Watching another exciting Fall Classic (note to non-fans, that’s a World Series reference) last month, I was reminded that “fair weather fans” — especially those with pockets deep enough to afford the price of admission — play an important role in the scheme of things. Like an opening night on stage or any big game in sports, many of those attending are there for the spectacle as much as for the artistry or the athletics. Maybe more. There’s nothing wrong with this. In fact, it helps in our quest for non-traditional fans because it begs the question “Why do they go?” And there’s a long list of answers. Some might say it’s an “ego buy,” or wanting to be part of “the show,” to see and to be seen. Or maybe there’s a desire to be part of history: being able to say “I was there” connects and builds memories. One of the more meaningful incentives is generational: taking the kids to be part of something larger than life, something “I” did, like my parents did before me. Tradition.
In the 1980s, when sports marketing was a brand-new concept, the Fenway Faithful consisted of Bostonians who called themselves “diehards,” and few others had reason to come to the ballpark. When the “old boys” gave a young woman the chance to address this issue, I was charged with finding new ways to bring people in, to increase attendance, to build new revenue channels — that is, to find and develop new audiences, meaning non-traditional audiences. “Diehards” were key, but they weren’t necessarily paying the bills. So we began to innovate, to find reasons beyond what happens between the white lines on the field for people to come. We created programs. We reached out to youngsters, oldsters, corporations, tourists.
And we thought differently about “the product” — it was no longer simply a ballgame, it was about the experience. No, it wasn’t the obvious reason to attend an event, but it was a powerful one. In fact, the product wasn’t a game or a show, it was shared time, education and inspiration; it was new ways to celebrate birthdays and anniversaries; it was a night on the town with friends, company outings, school field days, fundraising for charity. I suggested that some ticket buyers barely cared that there was a ballgame going on because it was so much fun just to be in the ballpark. What game??!!
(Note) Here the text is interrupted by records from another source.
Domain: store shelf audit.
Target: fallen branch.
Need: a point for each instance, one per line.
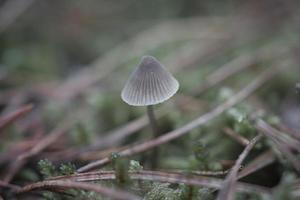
(244, 93)
(228, 189)
(270, 132)
(58, 184)
(168, 177)
(21, 160)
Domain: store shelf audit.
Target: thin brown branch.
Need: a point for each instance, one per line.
(244, 93)
(228, 189)
(169, 177)
(22, 159)
(59, 184)
(12, 117)
(270, 132)
(3, 184)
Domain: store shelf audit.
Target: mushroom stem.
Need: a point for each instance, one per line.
(155, 133)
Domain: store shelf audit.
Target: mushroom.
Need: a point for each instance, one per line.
(149, 84)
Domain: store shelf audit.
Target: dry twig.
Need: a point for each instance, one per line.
(270, 132)
(244, 93)
(169, 177)
(59, 184)
(228, 189)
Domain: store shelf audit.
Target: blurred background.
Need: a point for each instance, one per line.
(70, 60)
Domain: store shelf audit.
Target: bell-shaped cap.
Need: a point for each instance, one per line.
(149, 84)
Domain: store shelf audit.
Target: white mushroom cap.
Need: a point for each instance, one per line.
(149, 84)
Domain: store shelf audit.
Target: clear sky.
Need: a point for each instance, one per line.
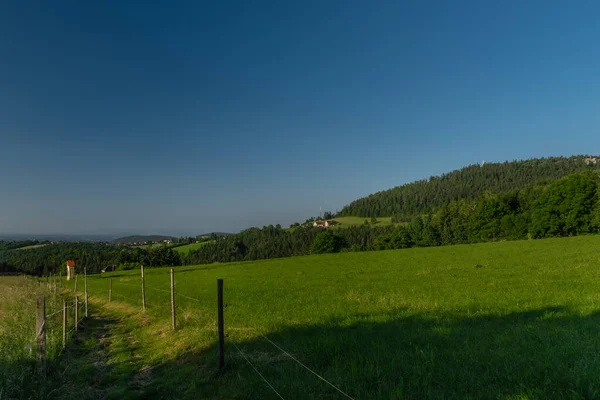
(184, 118)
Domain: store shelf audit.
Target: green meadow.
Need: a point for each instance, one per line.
(510, 320)
(192, 246)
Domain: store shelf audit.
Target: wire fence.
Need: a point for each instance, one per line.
(56, 315)
(114, 294)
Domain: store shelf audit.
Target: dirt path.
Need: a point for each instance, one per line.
(100, 363)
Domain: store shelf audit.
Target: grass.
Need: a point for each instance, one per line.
(192, 246)
(508, 320)
(18, 333)
(354, 221)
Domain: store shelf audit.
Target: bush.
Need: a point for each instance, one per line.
(128, 266)
(327, 242)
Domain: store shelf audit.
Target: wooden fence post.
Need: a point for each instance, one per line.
(76, 313)
(85, 280)
(173, 319)
(40, 329)
(65, 310)
(143, 291)
(221, 323)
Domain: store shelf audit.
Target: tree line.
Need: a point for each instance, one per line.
(564, 207)
(422, 197)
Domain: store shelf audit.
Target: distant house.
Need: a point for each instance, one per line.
(109, 268)
(325, 224)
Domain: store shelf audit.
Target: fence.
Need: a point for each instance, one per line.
(65, 319)
(173, 294)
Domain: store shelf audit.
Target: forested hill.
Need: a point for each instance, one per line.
(467, 183)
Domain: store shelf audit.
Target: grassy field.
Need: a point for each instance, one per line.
(192, 246)
(353, 221)
(18, 333)
(511, 320)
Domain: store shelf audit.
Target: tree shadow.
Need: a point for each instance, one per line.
(545, 353)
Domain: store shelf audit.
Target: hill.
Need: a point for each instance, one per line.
(142, 238)
(467, 183)
(185, 249)
(520, 318)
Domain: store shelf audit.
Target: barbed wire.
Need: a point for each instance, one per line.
(313, 372)
(256, 370)
(54, 313)
(188, 297)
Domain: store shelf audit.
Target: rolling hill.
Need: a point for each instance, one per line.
(142, 238)
(519, 318)
(467, 183)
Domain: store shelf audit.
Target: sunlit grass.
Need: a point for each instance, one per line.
(496, 320)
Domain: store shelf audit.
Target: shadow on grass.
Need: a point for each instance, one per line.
(541, 354)
(546, 353)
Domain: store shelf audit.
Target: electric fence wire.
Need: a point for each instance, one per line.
(256, 370)
(307, 368)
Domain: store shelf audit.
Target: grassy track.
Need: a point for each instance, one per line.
(509, 320)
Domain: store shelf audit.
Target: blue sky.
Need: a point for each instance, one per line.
(184, 118)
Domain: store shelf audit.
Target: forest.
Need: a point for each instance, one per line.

Fast forward to 2008. Museums, dance companies, theaters and arts programs large and small wondered how to keep their heads above water. Then, it was less about building new audiences and more about retaining an existing patron base. There was pressure to do more with less, to cut back on expenses, to manage resources, to get creative. It was around this time that the word “innovation” became an overused buzzword.
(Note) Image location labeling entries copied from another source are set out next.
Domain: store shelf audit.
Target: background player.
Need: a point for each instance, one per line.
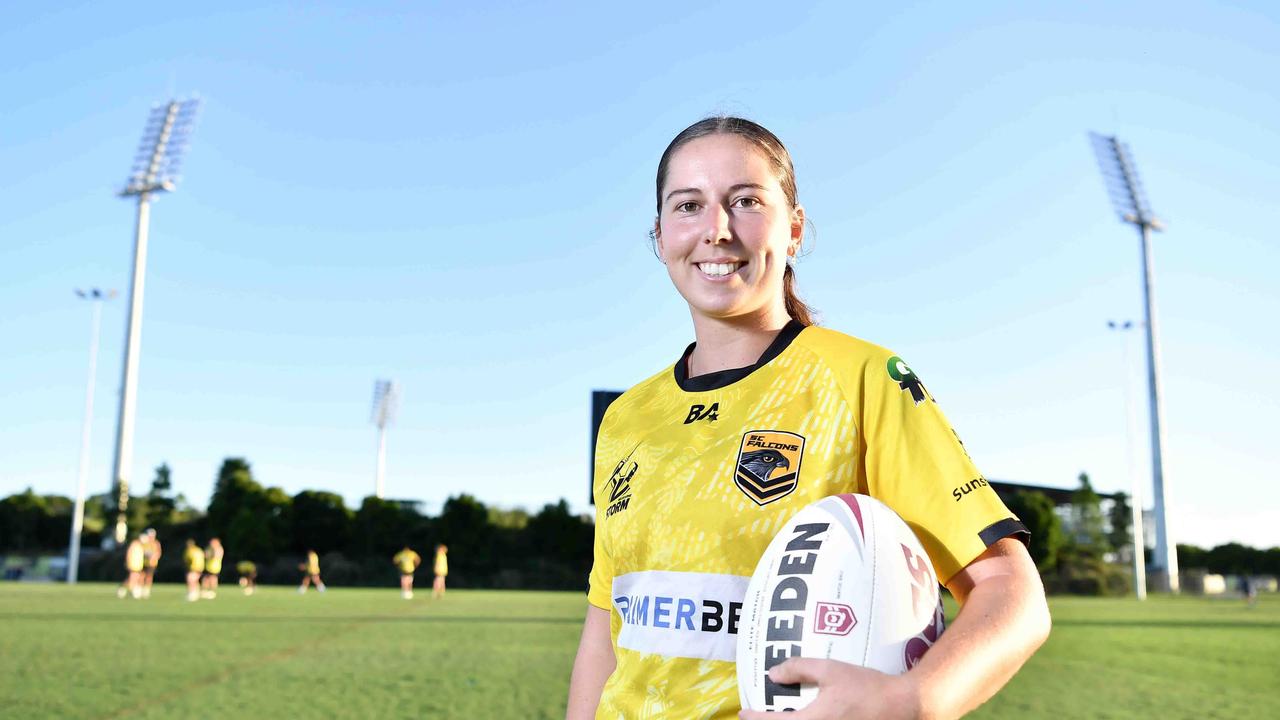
(195, 560)
(151, 552)
(213, 568)
(442, 570)
(135, 559)
(407, 561)
(311, 573)
(839, 415)
(247, 572)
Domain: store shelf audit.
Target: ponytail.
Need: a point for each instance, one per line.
(796, 308)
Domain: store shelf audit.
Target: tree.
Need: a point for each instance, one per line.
(1036, 511)
(320, 522)
(233, 490)
(251, 520)
(1121, 523)
(1087, 534)
(1192, 557)
(161, 505)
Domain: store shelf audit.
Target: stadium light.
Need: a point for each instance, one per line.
(155, 169)
(1139, 543)
(97, 297)
(385, 404)
(1129, 199)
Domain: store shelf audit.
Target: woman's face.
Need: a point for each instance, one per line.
(726, 228)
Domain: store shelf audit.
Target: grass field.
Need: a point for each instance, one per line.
(80, 652)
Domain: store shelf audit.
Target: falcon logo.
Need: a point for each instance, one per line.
(768, 465)
(906, 379)
(620, 486)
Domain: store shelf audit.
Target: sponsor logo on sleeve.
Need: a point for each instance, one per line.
(906, 379)
(960, 491)
(620, 484)
(768, 465)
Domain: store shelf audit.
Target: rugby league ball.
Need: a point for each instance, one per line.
(844, 579)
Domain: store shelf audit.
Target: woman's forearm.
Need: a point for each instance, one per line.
(592, 668)
(1002, 620)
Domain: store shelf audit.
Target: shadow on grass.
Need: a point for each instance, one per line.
(172, 618)
(1244, 624)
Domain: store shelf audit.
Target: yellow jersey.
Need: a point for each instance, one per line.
(195, 559)
(695, 475)
(407, 561)
(133, 556)
(213, 560)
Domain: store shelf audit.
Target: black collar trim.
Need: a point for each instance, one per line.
(725, 378)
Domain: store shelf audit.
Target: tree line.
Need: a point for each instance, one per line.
(488, 547)
(1092, 554)
(506, 548)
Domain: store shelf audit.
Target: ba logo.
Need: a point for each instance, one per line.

Which is why, at Boston Ballet, we got scrappy: daily check-ins and malleable marketing plans; grassroots marketing and social media; relationships, relationships, relationships. We reached out to the community and to the media. Our patrons stood by us in a big way, the media was our ally, the artistic product was uncompromising and the institutional spirit was alive and well. With one eye on reaching non-traditional audiences, our focus was necessarily on retaining the one we had. We undertook a rebranding of the institution, created a new positioning statement, “Stage, Studio, and Community,” to tell the whole story of Boston Ballet, asked our public to “Re-think Ballet,” developed and launched a new website, brought ticket sales in-house, built a full-service in-house marketing and PR operation and – as they say in baseball – found a way to win. We retained so we could grow.
Attraversiamo. I asked a close friend, who is from Lazio, just south of Tuscany, about this word. I understood it to mean “let’s cross over,” as in let’s cross the road or the path to get to the other side. In her beautiful, rich Italian dialect, Carla told me there is more to the expression. The word has come to have a deeper and different meaning — more the notion of changing your direction or state of mind. Like crossing over to a new way of thinking or even living. The idea of spreading one’s wings, opening one’s mind, trying something new.
We know the key to sustainable business growth is through a combination of retaining an existing customer base while reaching new audiences. It’s not the push of selling a ticket, it’s the pull of engagement. The value, then, especially to the non-fan or non-theater goer, is in the experience.
Easier said than done? Attraversiamo.